Your only objective should be to get your app in front of _people who want to
use it._

Identify target demographics and hunt them down. If HN, TechCrunch, and other
bullshit tech blogs are not your target audience, then don't waste your
time!!! Get users through creative channels. Focus on users who actually want
to use your app. Build a following, make them happy. THEN you can worry about
tech press (which is a waste of time 99% of the time unless you're about to
raise a round or are building a product for developers).

------
sardon
One thing which I've done and which has worked somehow, is to give it away to
artists out there.

Make a list of artists (musicians in your case) which you think would like
your app. Do some serious research to some contact detail for them. You then
write to them and offer them the app for free, through a coupon code. Ask them
for feedback. Write casually, like the indie dev that you are.

If they like your app, it's likely they will talk about it, and generate some
buzz, which hopefully some blogs / sites will pick on.

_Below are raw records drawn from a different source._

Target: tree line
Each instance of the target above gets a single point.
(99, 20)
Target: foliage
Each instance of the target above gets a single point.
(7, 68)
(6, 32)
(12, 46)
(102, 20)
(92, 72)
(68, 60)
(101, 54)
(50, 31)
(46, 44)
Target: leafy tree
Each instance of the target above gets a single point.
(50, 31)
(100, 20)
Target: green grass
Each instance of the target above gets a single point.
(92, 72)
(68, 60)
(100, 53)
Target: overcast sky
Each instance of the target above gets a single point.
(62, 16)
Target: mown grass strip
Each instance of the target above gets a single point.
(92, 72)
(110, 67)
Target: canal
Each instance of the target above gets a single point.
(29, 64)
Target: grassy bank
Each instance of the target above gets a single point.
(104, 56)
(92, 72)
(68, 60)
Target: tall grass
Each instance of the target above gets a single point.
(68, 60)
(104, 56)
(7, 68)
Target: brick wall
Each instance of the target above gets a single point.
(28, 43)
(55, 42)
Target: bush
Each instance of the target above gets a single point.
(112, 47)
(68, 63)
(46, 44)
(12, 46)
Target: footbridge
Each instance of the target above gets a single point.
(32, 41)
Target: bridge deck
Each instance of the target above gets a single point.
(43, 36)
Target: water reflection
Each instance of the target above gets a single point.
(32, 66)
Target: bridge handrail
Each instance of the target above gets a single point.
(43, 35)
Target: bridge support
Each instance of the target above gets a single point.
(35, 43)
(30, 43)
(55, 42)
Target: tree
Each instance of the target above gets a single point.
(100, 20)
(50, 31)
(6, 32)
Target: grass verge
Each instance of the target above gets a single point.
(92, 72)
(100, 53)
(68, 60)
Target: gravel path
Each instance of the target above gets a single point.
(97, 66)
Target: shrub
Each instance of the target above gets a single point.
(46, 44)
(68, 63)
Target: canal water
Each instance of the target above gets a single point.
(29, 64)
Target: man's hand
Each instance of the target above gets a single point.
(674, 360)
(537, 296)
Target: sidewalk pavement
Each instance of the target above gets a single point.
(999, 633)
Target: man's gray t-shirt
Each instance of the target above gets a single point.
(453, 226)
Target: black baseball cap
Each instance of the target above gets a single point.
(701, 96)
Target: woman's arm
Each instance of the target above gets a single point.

And be ambitious with the artist list, send it to top people !!

------
rahimnathwani
The title of your app in iTunes (Fugue Machine | multi-playhead sequencer)
doesn't mention some of the key words seen in the reviews:

\- midi \- output \- melodies

What kind of person needs your app? What would they be searching for in the
app store? I'm not a musician, but I guess you can learn to describe your app
from the way that others (in app store reviews and blog posts) describe it.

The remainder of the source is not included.